“Verde Suspiro”, de Wagner Tonin: um convite para repensar nossa relação com o meio ambiente

Os poemas têm o poder de absorver em sua essência as dores de seus (uas) poetas. Não somente as dores, mas a gentileza, as inquietações “as insignificâncias”, como bem disse Manoel de Barros. No caso do poeta Wagner Tonin, conseguimos sentir seu Verde Suspiro (2025).

Verde Suspiro é uma coleção de poemas, reunidos em uma edição de 84 páginas e publicado pela editora Urutau em setembro de 2025. São 36 poemas que o compõem e demonstram a sensibilidade do autor para o que há muitos anos vem acontecendo diante de nossos olhos, em todo planeta: a degradação exponencial do meio ambiente.

Durante a leitura, é possível acreditar que este livro está retido no presente, entretanto, Tonin, dá muitos indícios de que na verdade, este livro é um retrato das ações nocivas e da utilização desmedida do homem sobre a terra, que desde sempre encontra-se cansada e apresenta fortes sinais, como no poema “Nossa terra”:

“O suor no rosto

O sol do meio-dia

As marcas do tempo” (p. 15)

Marcas do tempo que não permitem à terra marcada se esquecer dos anos de sofrimento, enquanto a humanidade se mantém insensível, diante das cicatrizes profundas e do sangue que ainda jorra. Marcas que só demonstram que o tempo não apaga tão rapidamente as feridas abertas, pelo contrário, conservam em si, as memórias desse sofrimento.

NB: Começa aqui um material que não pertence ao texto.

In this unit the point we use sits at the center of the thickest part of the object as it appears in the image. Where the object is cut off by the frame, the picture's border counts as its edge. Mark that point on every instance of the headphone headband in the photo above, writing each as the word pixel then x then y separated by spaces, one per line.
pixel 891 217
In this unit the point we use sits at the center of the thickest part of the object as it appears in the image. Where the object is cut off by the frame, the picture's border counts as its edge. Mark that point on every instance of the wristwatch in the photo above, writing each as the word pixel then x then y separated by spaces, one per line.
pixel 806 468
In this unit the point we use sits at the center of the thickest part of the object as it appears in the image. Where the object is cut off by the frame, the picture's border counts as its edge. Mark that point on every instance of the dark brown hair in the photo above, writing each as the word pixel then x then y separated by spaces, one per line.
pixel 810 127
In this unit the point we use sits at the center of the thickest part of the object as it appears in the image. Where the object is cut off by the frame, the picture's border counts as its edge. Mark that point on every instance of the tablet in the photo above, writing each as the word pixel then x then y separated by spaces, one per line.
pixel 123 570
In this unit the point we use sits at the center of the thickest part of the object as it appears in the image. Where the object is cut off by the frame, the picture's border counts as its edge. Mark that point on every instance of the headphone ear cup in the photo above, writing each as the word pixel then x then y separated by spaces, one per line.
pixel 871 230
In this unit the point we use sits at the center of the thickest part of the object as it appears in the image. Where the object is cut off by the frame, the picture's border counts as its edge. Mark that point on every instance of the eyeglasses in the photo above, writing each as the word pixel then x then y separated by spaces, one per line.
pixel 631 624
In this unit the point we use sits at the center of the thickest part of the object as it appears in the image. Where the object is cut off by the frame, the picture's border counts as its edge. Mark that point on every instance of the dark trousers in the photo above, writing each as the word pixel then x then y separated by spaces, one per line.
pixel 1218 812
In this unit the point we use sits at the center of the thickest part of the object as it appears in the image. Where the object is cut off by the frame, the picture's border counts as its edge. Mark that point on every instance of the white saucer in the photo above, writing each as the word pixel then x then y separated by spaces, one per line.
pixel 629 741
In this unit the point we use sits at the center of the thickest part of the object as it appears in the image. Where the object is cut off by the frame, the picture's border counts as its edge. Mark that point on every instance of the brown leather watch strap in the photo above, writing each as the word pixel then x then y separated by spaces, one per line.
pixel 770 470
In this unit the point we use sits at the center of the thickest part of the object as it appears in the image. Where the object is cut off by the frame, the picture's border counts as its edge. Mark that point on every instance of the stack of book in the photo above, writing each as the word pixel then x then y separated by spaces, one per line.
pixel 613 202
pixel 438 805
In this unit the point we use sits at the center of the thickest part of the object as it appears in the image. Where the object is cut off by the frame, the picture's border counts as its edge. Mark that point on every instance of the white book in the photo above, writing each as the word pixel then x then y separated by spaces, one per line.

Suspiros para o hoje, o ontem e o amanhã 

Os poemas nos conduzem para repensar nossa relação com o meio ambiente, mesmo após anos de uma relação abusiva e tóxica, que desencadeou em paisagens infrutíferas e campos cheios de cinza e morte, com sentido ora real, ora simbólico. Onde havia verde e vida, estão sendo “plantados” edifícios que crescem na vertical, enquanto massacram toda a vida que ali habitava. Mas os danos são muito maiores como Tonin chama atenção no seguinte verso do poema “Poeira”

“Nossa terra já não tem verde

Nosso quintal é de cimento

Nossas flores são de plástico

Nosso alimento contaminado

E nosso ar, inapelavelmente condenado” (p. 23)

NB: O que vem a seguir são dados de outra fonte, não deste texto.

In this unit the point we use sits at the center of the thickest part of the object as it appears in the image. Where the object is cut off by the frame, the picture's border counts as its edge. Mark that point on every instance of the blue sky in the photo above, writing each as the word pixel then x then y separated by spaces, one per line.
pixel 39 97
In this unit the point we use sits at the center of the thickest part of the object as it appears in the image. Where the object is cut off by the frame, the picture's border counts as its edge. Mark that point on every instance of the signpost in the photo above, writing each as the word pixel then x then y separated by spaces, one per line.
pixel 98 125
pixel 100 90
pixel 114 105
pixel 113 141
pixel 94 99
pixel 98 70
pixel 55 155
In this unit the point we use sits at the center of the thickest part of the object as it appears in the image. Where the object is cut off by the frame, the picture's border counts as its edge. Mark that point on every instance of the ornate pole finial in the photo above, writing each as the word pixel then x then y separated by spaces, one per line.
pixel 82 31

Ou seja, enquanto a humanidade absorve toda energia do meio ambiente, acreditando que a natureza se regenera continuamente, a terra, água e o ar, emitem sinais nada silenciosos de que nós, os seres humanos, estamos sendo atingidos na mesma proporção, ou quem sabe, em níveis muito maiores. 

É na contaminação do solo, da água e do ar, que percebemos o quanto não há escapatória para a humanidade. A exploração é exponencial e a regeneração é linear e lenta. Nos diversos poemas, o autor alerta sobre estes fatos, repetidas vezes, e compreendo estas investidas, como o rompimento de um silêncio que estava preso em sua garganta: Acordem! Precisamos salvar nosso planeta!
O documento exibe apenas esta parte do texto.